The closest thing Jacobs had to carry competition in the Oakland backfield was Doug Martin, which is sort of like wondering who the second-best member of Destiny’s Child was. Martin’s been released now, which means Jacobs’ backup as a ball-carrier is … DeAndre Washington? Mack Brown? Pass-catcher Jalen Richard? Jacobs might not be great as a rookie, but he doesn’t have to be, because there is no one in Oakland who is going to press him for work. And if he is great, he’s got superstar potential. He’s my RB10.
Curtis Samuel, WR, Carolina Panthers
I can’t swear to it, because there are a lot of fantasy analysts out there, but I think I was the first one to start touting Samuel as a 2019 breakout in this piece back in February. So this isn’t a bandwagon thing, but I do buy into the bandwagon (and this isn’t at the expense of D.J. Moore, as I think he has heavy breakout potential as well. Samuel is entering the all-important third year, a year that could be even more important for him, as a converted running back who has spent less time learning the position than his peers. He’s my WR26.
Westbrook was fourth in the league last year in PPR points out of the slot despite Blake Bortles as his quarterback. Now he’s got Nick Foles, who has put up a 102.3 career passer rating targeting the slot, the eighth-best among 22 active quarterbacks with at least 800 attempts in the past decade and the only targeted position where Foles is top 10 or over 100.0. Marqise Lee has struggled to get (and stay) healthy, D.J. Chark is promising but unknown, and there isn’t a lot else in Jacksonville. Westbrook’s my WR33.
Maybe Kupp is back to full health despite a late-season ACL tear. I have my questions, but all the commentary is good. But even then, reports out of Los Angeles are that the team is going to employ fewer three-receiver sets this year, and that would leave Kupp as the odd man out. And even if they don't, offenses that can put up three top-30 receivers are vanishingly rare — there have been four in the last decade, and only the 2013 Broncos were really that good. Between the two warring concerns, I just can’t take Kupp as high as his stock has him. He’s my WR27.

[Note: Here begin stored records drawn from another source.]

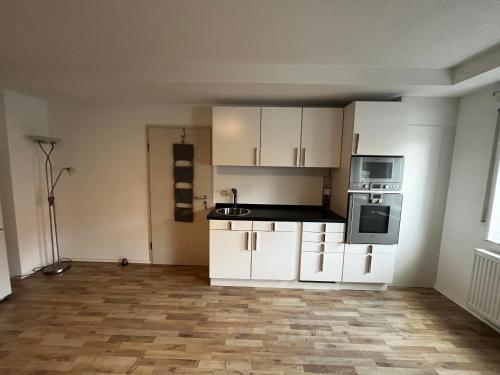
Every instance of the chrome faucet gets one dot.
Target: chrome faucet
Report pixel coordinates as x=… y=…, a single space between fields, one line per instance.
x=235 y=196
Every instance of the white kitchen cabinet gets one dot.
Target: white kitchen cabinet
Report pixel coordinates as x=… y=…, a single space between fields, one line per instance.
x=378 y=128
x=273 y=256
x=280 y=136
x=322 y=237
x=369 y=263
x=238 y=252
x=236 y=136
x=230 y=254
x=321 y=137
x=321 y=266
x=318 y=247
x=324 y=227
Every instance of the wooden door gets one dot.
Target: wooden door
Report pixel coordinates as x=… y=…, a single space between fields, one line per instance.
x=179 y=243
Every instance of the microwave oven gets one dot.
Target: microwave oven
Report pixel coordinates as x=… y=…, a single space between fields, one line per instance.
x=376 y=173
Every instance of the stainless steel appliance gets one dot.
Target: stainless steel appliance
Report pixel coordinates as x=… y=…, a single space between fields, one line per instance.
x=374 y=218
x=376 y=173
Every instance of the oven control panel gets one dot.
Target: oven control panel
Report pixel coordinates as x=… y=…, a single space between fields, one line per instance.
x=389 y=186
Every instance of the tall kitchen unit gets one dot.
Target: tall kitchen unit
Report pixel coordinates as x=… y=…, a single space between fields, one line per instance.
x=5 y=289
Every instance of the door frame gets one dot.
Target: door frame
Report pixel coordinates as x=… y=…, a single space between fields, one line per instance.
x=148 y=174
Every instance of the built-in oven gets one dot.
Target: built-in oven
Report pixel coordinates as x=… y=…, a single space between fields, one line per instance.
x=376 y=173
x=374 y=218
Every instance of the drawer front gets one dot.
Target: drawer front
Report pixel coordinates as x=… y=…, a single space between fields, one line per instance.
x=322 y=237
x=274 y=226
x=321 y=266
x=231 y=225
x=328 y=247
x=370 y=249
x=323 y=227
x=362 y=268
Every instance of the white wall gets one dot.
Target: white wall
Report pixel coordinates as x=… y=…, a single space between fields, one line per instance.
x=268 y=185
x=463 y=231
x=103 y=208
x=23 y=182
x=431 y=129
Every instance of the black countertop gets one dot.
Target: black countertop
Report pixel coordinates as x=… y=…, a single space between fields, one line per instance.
x=270 y=212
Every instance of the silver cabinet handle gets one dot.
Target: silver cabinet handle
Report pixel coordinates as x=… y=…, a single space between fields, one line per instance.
x=247 y=241
x=355 y=143
x=491 y=172
x=369 y=259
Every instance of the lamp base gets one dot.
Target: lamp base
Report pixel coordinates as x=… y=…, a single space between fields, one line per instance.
x=57 y=267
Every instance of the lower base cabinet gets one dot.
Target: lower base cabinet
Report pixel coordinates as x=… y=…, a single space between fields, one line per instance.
x=230 y=254
x=321 y=266
x=369 y=264
x=273 y=256
x=239 y=251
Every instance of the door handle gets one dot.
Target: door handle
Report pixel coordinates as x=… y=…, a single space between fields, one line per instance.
x=321 y=262
x=369 y=260
x=247 y=241
x=356 y=143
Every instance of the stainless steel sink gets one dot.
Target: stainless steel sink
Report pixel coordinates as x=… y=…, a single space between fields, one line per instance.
x=232 y=211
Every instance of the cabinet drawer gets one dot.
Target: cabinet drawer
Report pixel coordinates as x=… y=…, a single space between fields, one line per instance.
x=274 y=226
x=323 y=227
x=362 y=268
x=370 y=249
x=321 y=266
x=231 y=225
x=322 y=237
x=329 y=247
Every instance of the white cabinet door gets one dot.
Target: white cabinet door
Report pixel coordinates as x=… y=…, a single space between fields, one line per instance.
x=280 y=136
x=273 y=256
x=380 y=128
x=321 y=137
x=230 y=254
x=321 y=266
x=236 y=136
x=368 y=268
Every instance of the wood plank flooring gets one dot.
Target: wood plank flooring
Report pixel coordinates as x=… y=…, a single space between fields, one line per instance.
x=104 y=318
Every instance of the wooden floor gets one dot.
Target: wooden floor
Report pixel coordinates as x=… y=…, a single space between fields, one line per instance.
x=103 y=318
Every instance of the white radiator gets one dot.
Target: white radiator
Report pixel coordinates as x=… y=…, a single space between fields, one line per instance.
x=484 y=295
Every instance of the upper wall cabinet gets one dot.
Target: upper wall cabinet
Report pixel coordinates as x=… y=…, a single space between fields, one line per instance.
x=277 y=136
x=236 y=136
x=378 y=128
x=321 y=137
x=280 y=136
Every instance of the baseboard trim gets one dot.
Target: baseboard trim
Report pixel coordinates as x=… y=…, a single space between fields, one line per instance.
x=295 y=284
x=454 y=299
x=108 y=260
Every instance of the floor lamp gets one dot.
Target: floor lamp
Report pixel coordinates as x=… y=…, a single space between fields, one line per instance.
x=47 y=145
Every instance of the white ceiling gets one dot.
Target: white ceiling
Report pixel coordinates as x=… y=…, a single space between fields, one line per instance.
x=245 y=50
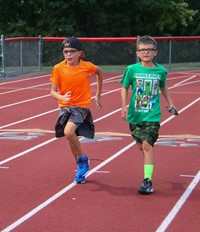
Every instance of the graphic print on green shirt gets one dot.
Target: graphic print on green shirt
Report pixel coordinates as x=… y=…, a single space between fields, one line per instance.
x=145 y=99
x=146 y=91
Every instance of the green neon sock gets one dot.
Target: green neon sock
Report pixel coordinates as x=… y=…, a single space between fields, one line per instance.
x=148 y=171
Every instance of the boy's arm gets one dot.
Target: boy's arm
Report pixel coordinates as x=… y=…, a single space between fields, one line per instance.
x=124 y=97
x=99 y=75
x=55 y=94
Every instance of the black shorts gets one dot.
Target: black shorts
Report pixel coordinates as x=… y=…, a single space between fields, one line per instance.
x=147 y=131
x=82 y=117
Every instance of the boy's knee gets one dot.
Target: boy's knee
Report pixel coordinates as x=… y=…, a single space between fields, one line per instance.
x=146 y=146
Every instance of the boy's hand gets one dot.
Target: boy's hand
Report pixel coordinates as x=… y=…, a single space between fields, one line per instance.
x=98 y=101
x=124 y=112
x=66 y=98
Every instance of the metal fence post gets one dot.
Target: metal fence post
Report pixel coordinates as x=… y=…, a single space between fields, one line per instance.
x=2 y=57
x=170 y=55
x=21 y=55
x=40 y=53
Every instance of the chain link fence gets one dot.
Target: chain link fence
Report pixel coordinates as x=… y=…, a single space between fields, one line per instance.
x=35 y=54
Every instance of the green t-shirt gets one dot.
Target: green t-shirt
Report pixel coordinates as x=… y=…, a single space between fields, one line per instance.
x=145 y=99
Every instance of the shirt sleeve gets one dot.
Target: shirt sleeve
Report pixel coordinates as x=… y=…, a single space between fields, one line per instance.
x=126 y=79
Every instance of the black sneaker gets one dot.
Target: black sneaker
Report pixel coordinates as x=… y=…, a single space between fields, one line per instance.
x=146 y=187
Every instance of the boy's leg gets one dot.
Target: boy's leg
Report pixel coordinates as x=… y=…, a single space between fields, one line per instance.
x=73 y=139
x=75 y=146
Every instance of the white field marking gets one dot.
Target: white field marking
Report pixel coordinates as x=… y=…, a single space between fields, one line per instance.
x=50 y=111
x=177 y=77
x=44 y=143
x=21 y=89
x=103 y=172
x=185 y=80
x=48 y=95
x=189 y=83
x=27 y=119
x=27 y=151
x=20 y=102
x=50 y=200
x=179 y=204
x=24 y=79
x=70 y=186
x=190 y=176
x=63 y=191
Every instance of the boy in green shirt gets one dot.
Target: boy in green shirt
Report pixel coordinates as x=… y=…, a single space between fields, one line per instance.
x=143 y=114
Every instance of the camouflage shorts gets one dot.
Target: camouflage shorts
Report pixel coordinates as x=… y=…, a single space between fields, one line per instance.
x=147 y=131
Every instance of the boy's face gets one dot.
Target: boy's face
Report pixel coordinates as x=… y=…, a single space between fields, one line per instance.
x=72 y=56
x=146 y=52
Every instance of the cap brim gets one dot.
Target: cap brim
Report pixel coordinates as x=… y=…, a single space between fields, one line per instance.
x=82 y=55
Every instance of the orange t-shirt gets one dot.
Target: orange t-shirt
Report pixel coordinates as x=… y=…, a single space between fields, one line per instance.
x=76 y=80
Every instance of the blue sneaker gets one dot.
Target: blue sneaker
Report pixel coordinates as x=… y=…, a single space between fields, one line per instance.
x=83 y=169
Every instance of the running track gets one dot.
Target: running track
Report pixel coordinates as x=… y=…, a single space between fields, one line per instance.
x=37 y=170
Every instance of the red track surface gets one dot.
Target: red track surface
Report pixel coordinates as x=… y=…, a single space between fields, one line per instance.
x=37 y=190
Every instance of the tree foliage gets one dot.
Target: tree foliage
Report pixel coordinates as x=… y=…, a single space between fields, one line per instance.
x=95 y=18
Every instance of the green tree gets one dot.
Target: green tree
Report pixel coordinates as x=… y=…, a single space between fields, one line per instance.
x=95 y=18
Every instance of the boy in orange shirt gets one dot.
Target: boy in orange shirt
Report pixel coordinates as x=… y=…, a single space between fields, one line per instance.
x=71 y=87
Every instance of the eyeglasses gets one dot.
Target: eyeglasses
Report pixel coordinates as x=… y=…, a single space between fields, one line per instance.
x=146 y=50
x=71 y=52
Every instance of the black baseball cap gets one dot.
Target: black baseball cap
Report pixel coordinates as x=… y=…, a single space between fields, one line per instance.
x=73 y=42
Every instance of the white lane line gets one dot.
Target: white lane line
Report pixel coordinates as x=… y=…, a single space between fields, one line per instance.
x=27 y=151
x=47 y=112
x=48 y=141
x=185 y=80
x=22 y=89
x=28 y=100
x=24 y=79
x=179 y=204
x=67 y=188
x=189 y=176
x=63 y=191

Most people divide the top tight ends this year into two tiers: Travis Kelce, George Kittle, and Ertz, in some order, in the first, and O.J. Howard, Hunter Henry, and Evan Engram, in some order, in the second. Maybe you have it as three tiers, with Kelce off on his own. Me? It’s four tiers. Kelce is by himself. Kittle is by himself. And Ertz is by himself. And then the next three are there. Ertz was so quantity-dependent last year that any drop in targets (and we can expect one) could really hurt him. He’s a third tier all by himself, and I think he’s closer to the Howard/Henry/Engram group than he is to Kittle.
Greg Olsen, TE, Carolina Panthers
Olsen’s struggles famously started with injuries in 2017 and continued into 2018, with the now-34-year-old playing a combined 16 games over the two seasons. They less-famously actually started in 2016, when after the Panthers’ bye he averaged only 46.3 yards and 9.3 PPR points per game. If he had been healthy over the last two years, I think we’d all have realized he’s over the hill, but the injuries have everyone granting him a mulligan. He’s my TE20.